Self-preservation finally kicked in and I realised I needed food or sugar or something to get me moving. I had some juice and continued on with dinner. I managed about 5 mouthfuls before breaking down again. I have never felt pain like this before. I have never felt so low, worthless or just down right sad. I felt like I was falling into an ever increasing darkness that didn’t have a light at the end of the tunnel.

I sent a text to Gary in the hopes that he might come around; I knew he was out having fun (the joys of torturing myself with Facebook) so I asked him to come round on Monday. He had plans Monday and Tuesday and left it at that. I didn’t know who else to call – I didn’t think I could gain comfort from anyone else. My sister is too far away and has her kids; my bestie was also too far and has kids. My other friends were working or again, just too far. And they weren’t Gary.

Gary asked me what was happening. I replied:

‘I’ve been crying on and off since I got home. I feel like my chest is closing in on me. I can barely eat and my head is pounding. I keep getting shivers and at times I feel like I’m struggling to breathe. My chest and stomach have a constant ache. I’m sinking into a deep depression that I can’t see a way out of and I’m supposed to start my new job tomorrow. I’ve never felt more alone.’

I received a reply 22.5 hours later: ‘U ok’.

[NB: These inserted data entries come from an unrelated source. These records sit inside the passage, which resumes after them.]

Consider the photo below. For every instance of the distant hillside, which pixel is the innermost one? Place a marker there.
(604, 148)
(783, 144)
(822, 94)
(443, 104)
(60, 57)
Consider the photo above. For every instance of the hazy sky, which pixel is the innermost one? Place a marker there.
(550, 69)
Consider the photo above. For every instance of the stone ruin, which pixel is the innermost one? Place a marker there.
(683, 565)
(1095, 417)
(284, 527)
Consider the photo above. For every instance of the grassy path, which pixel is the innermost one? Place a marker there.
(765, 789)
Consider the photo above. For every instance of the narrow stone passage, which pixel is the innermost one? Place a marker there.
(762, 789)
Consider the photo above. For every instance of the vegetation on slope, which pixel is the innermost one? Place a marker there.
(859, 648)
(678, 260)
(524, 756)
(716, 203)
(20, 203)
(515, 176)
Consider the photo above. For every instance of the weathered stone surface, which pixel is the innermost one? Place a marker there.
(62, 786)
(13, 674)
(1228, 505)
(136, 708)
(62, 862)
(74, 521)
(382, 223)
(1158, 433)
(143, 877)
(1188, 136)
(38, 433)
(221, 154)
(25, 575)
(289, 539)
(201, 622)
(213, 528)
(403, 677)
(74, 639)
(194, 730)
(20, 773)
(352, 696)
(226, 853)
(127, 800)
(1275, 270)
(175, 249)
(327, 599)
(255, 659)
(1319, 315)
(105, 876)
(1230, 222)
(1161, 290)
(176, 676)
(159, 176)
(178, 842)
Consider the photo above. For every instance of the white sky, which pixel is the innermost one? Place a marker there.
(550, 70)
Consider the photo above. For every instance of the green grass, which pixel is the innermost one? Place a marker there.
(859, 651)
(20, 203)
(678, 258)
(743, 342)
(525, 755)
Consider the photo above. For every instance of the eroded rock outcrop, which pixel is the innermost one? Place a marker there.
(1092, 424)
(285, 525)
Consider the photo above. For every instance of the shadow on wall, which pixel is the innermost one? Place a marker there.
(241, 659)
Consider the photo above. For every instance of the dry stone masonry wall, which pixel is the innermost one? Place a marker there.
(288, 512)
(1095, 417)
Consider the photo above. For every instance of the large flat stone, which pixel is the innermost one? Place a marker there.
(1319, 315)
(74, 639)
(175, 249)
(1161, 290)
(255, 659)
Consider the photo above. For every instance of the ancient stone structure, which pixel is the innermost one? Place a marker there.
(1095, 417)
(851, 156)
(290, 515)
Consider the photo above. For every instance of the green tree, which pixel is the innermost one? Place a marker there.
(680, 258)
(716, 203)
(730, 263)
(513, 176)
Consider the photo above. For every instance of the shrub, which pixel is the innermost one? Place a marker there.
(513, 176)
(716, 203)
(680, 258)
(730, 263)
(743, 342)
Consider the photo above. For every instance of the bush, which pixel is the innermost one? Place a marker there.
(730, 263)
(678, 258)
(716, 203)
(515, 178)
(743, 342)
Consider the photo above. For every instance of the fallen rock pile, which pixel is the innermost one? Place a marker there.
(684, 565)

I’m not sure how I got myself to bed last night but I did. I even managed to put the dishwasher on. I eventually got to sleep but kept waking up. The aches were getting stronger and I was just waiting for the tears to start. I was dreading waking up in the morning as I didn’t want to cry again. I was dreading having to start a new job and pretend everything was fine with a bunch of strangers. I was dreading having to move on with my life.

Last night was my darkest hour. I keep saying in my head ‘my darkest hour, yet‘. Yet is a powerful word. I can’t go back to that darkness but I’m scared I’ll end up back there. I want to say and know and truly believe that that was my darkest hour. But I keep hearing ‘yet’ on repeat.

Today was better. But it’s not over. Yet.